The way Cas slips into him is slow too, too slow for Dean. Dean is angry and afraid and he knows it’s only going to get worse. He knows he’s going to hell. Knows what he’ll become there.

He tries to goad Cas into being rougher, into slamming into him harder, into getting Dean to hurt a little so that he doesn’t drown inside himself.

Cas knows what Dean is doing of course, and it’s not what the man needs. If there’s one thing Cas knows it’s how to take care of Dean Winchester.

Turns out, Dean doesn’t need pain to lose himself that night. The languid but hard drag of Cas’ cock inside him, the murmured words against his spine, the firm press of a hand between his shoulder blades, it all takes Dean somewhere else.
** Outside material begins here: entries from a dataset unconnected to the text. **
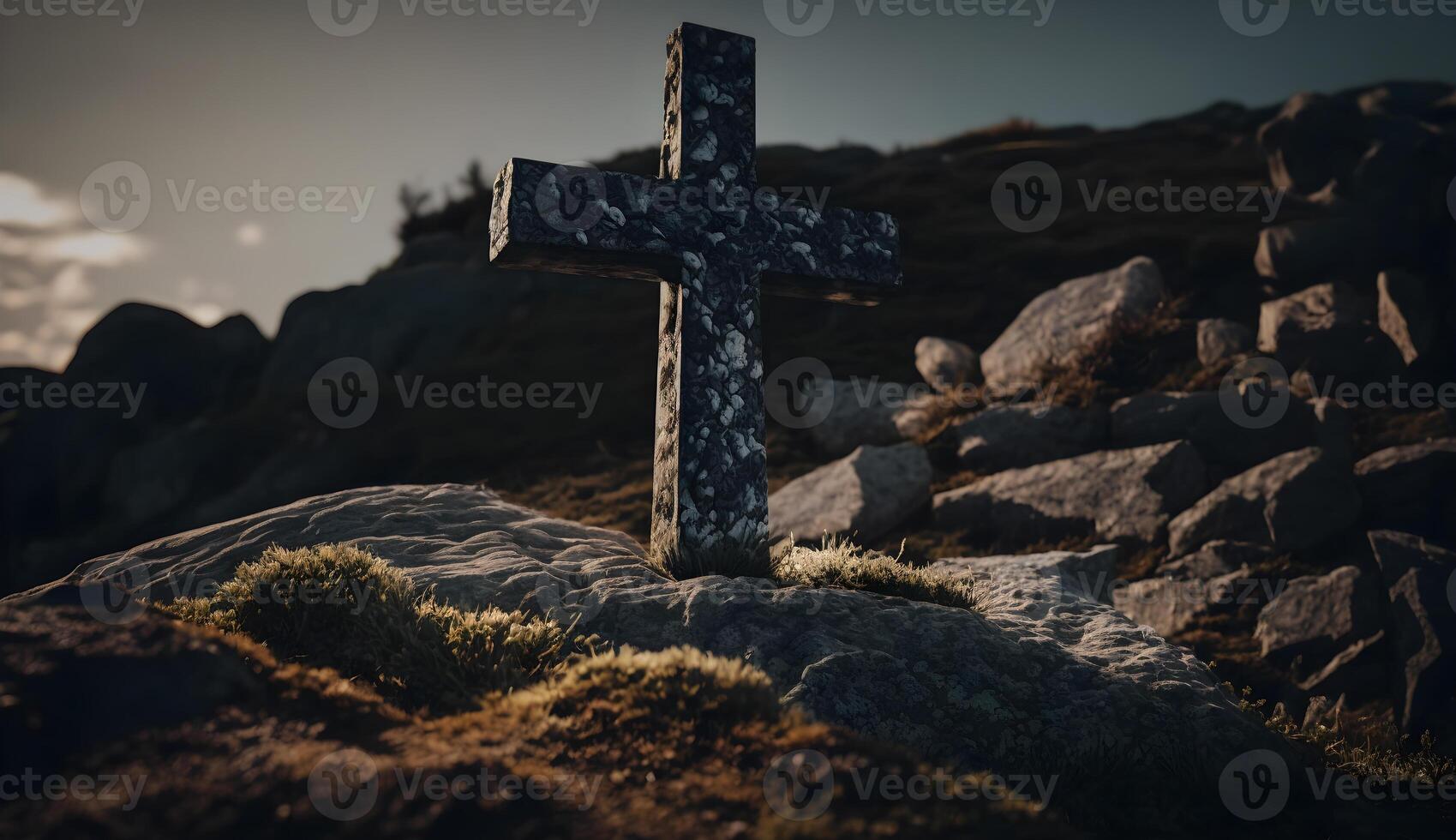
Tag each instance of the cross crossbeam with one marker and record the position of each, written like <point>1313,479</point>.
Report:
<point>714,241</point>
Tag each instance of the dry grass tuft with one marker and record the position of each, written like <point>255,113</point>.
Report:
<point>843,565</point>
<point>344,608</point>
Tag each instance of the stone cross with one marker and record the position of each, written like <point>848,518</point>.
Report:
<point>714,239</point>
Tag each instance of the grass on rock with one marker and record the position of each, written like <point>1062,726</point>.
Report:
<point>843,565</point>
<point>344,608</point>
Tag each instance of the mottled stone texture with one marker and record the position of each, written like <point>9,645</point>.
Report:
<point>714,239</point>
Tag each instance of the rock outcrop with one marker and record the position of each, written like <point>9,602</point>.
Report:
<point>1289,502</point>
<point>1024,434</point>
<point>1420,579</point>
<point>1318,615</point>
<point>1045,679</point>
<point>947,364</point>
<point>1060,325</point>
<point>1118,494</point>
<point>862,495</point>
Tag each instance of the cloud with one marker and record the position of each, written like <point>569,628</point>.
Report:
<point>251,235</point>
<point>24,206</point>
<point>47,297</point>
<point>89,248</point>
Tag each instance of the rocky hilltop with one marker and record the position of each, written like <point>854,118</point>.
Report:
<point>1146,439</point>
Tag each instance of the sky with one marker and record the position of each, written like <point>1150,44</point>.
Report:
<point>271,137</point>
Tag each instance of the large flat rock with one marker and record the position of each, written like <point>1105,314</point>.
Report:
<point>1045,679</point>
<point>864,495</point>
<point>1118,494</point>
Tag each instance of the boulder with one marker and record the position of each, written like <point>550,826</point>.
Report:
<point>1410,487</point>
<point>1040,681</point>
<point>1171,606</point>
<point>1222,339</point>
<point>1408,315</point>
<point>1314,140</point>
<point>1360,673</point>
<point>1327,329</point>
<point>1318,616</point>
<point>862,495</point>
<point>947,364</point>
<point>1091,573</point>
<point>868,412</point>
<point>1214,560</point>
<point>1116,495</point>
<point>1022,434</point>
<point>1420,579</point>
<point>1310,249</point>
<point>1064,323</point>
<point>1289,502</point>
<point>1226,446</point>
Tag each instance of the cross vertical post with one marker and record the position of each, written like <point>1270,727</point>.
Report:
<point>712,237</point>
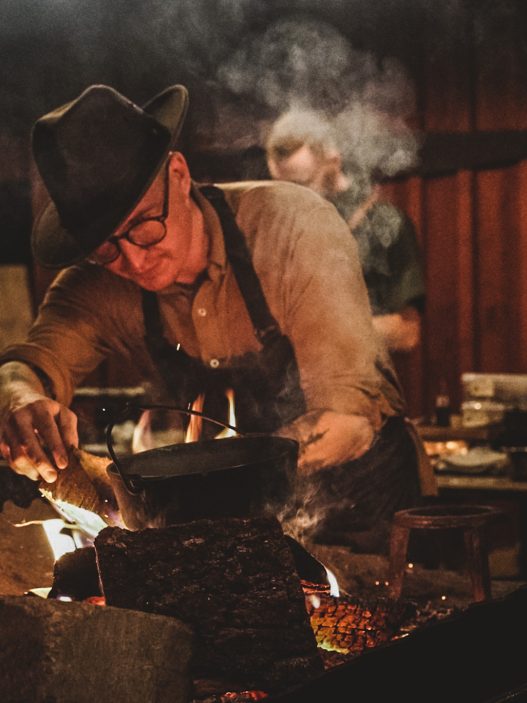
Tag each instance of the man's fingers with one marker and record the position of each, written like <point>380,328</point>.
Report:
<point>15,454</point>
<point>67,423</point>
<point>50,437</point>
<point>26,453</point>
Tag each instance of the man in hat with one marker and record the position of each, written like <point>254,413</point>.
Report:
<point>302,147</point>
<point>250,286</point>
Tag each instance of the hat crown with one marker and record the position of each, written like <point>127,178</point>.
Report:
<point>97,156</point>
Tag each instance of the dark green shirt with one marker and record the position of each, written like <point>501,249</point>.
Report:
<point>389,255</point>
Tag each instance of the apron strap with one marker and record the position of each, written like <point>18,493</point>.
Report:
<point>239,257</point>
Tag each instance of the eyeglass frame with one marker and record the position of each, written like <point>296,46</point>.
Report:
<point>114,239</point>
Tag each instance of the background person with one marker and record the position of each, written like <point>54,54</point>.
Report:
<point>302,147</point>
<point>255,287</point>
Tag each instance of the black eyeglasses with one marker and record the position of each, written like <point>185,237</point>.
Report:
<point>143,234</point>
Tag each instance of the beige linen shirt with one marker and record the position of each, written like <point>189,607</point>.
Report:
<point>311,277</point>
Dean hadn’t been touched like this, this tenderly with so much care, since Cassie, but he's been needing to be touched just like this for years. He feels starved for it and Casey keeps giving and giving.

Dean doesn’t realise he’s about to come until he’s already coming. It’s the best—it’s _the_ best orgasm he’s ever had, though not the best he’ll ever have, which makes sense because it’s the first time Cas fucks him.

It knocks the wind out of his chest but Dean still manages to whine out a _Case_ , the nickname he’d chosen for Casey earlier in the night.

If Cas tries hard enough, he can almost hear Dean saying his real name instead.

They go again an hour later, after a heated discussion about something Cas knows riles Dean up, and then again in the morning before a nap. Cas doesn’t sleep but when Dean slips out of bed he pretends to.

He also pretends he doesn’t know why he does it, but it’s definitely because he doesn’t know how to say goodbye to Dean again, one final time. Cas doesn’t want to.

Dean dies for the first time a few weeks after that.

Four months later he meets Castiel. The angel _feels_ so familiar which is maybe why he decides to trust him so quickly, but Dean doesn’t remember any iteration of Cas he’s met up until then. Cas left those memories in the pit, to keep from jeopardising the future. Everything they do, always for the greater good.

Cas doesn’t know what to do with himself anymore. He’s borrowed too much time from Dean’s youth and he can’t interact with him now that Dean has met him, really met him. Cas is alone. He doesn’t see that ever changing.

 

Dean dies for the last time at forty-two.

His most prominent regret, ridiculously enough because Dean has made greater mistakes in his life than this, is that he doesn’t get the chance to be led around at the garden Cas has raved about. Cas had mentioned sunflowers in the garden once, almost shyly as opposed to how he spoke about all the other exhibits. Dean thinks Cas’ tone meant that he wants to be kissed there. Dean plans to kiss him there. He dies thinking that he never will, doesn’t remember that he already has.